この地道さこそが、今回のM-1で一気に花開いた理由の一つだと感じます。

お笑いコンビ「たくろう」のネタは誰が作っている?

たくろうのネタ作りの中心は赤木裕さんです。

赤木さんがまずベースとなるアイデアや設定、全体の構成を考え、それをきむらバンドさんと一緒に練り直して完成させるスタイルを取っています。

赤木さんのボケの特徴は、日常会話の中で「自然に出てきた違和感」をそのままネタにする点です。

会見や自己紹介など、一見よくある設定から始まるのに、少しずつ話がズレていく。

そのズレが積み重なって、気づけばとんでもない場所に連れていかれる感覚があります。

一方、きむらバンドさんはツッコミの間や質問の入れ方を細かく調整し、赤木さんの“おどおどしたキャラクター”を最大限に引き立てます。

この役割分担が非常に明確で、「誰が何を担当しているのか」が分かりやすいのも、たくろうの強みだと言えそうです。

お笑いコンビ「たくろう」の苦労と下積みエピソード

たくろうは結成以来、毎年M-1に挑戦してきましたが、長年結果が出ず、準々決勝止まりの年が続いていました。

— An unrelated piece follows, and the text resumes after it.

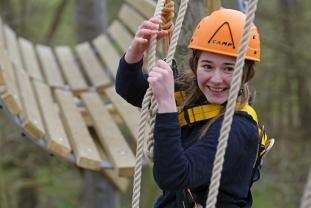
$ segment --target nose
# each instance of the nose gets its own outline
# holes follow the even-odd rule
[[[222,82],[222,74],[221,74],[221,71],[216,69],[214,70],[214,73],[212,74],[211,76],[211,79],[210,81],[214,84],[219,84]]]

一時は「準決勝にも行けなければバイトを再開しないといけない」という、かなり厳しい状況だったそうです。

そんな中で彼らが選んだのは、「かっこいい漫才」や「エッジの効いたことをやる漫才」を目指すことをやめ、目の前のお客さんに笑ってもらうことを最優先にする方針でした。

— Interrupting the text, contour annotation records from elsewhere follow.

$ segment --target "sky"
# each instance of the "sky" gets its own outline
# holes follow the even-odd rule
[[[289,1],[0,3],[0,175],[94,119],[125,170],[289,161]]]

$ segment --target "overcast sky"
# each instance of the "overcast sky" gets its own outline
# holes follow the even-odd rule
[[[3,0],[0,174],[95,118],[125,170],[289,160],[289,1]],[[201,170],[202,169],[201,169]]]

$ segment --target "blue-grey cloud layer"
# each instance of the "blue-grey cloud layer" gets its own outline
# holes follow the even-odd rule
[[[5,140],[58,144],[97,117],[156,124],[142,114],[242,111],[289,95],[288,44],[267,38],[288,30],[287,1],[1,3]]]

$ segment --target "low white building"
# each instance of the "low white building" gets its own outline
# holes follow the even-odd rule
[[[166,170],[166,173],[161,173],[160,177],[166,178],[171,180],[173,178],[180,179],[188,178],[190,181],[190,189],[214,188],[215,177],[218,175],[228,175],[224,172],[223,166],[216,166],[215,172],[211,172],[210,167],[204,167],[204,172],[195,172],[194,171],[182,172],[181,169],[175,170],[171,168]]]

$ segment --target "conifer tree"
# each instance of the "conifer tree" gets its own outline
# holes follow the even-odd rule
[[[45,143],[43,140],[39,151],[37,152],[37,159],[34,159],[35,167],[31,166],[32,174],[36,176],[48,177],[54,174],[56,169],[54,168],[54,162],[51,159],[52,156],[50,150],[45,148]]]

劇場でのウケを何より大事にし、ネタを少しずつ磨き続けた結果、2025年のM-1で一気に覚醒します。

努力型のストーリーとしても、多くのお笑いファンの心を打った部分ではないでしょうか。

お笑いコンビ「たくろう」のM-1優勝ネタの特徴

1本目の「リングアナ」ネタは、大喜利的なワードを連発する構造で、会場の空気を一気に掴みました。

分かりやすく、それでいて油断できない構成が印象的でした。

今回のM-1は、二回戦以外の三回戦、準々決勝、準決勝と、この「リングアナ」のネタ1本でやってきたそうで、決勝の時、「今日も楽しくやれそう」と自信があったネタだそうです。

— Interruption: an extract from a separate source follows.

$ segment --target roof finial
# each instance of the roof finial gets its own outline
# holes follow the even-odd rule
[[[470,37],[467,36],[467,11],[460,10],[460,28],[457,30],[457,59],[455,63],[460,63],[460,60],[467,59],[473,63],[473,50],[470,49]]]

最終決戦の「ビバリーヒルズ」では、キャラクターのズレと日本人特有の自意識をデフォルメし、ワードと人格崩壊が同時に進行する独特の世界観を展開。

細かく説明しすぎると面白さが減ってしまうタイプのネタですが、「とにかく体感してほしい」と思わせる強さがありました。

2本目のネタは11月にできたばかりの新ネタで、赤木さんは「これにしようと思う」と同期の翠星チークダンスの木佐さんに相談したところ、「絶対、過去にやった実績のあるネタをしたほうが良いよ」と言われたそうです。

赤木さんは、それを相方のきむらバンドさんに相談。

きむらバンドさんは「いや絶対、ビバリーヒルズのほうが良い」と言って、赤木さんもきむらバンドさんを信じ、「ビバリーヒルズ」のネタを披露し、見事優勝

翠星チークダンスの木佐さんを信じなかったことが勝因と、たくろうの二人は語っています。

お笑いコンビ「たくろう」優勝後のSNS反響

放送直後からSNSでは、「笑いすぎて泣いた」「圧勝すぎて納得しかない」といった声が続出しました。

ネタ中に出てきたワードを企業公式アカウントが拾い、祝福投稿が連鎖したのも印象的です。

もちろん一部では批判的な意見もありましたが、それ以上に擁護や称賛の声が広がり、結果的に「唯一無二の漫才」として再評価される流れになりました。

現在はオファーも急増しており、まさに人生が一変したタイミングだと言えそうです。

まとめ

たくろうのM-1優勝は、決して一夜のシンデレラストーリーではありません。

明確なネタ作りの役割分担と、劇場で積み重ねてきた地道な努力が、最高の形で評価された結果だと感じます。

これからテレビやライブでどんな新しいネタを見せてくれるのか、お笑いファンとして本当に楽しみですね。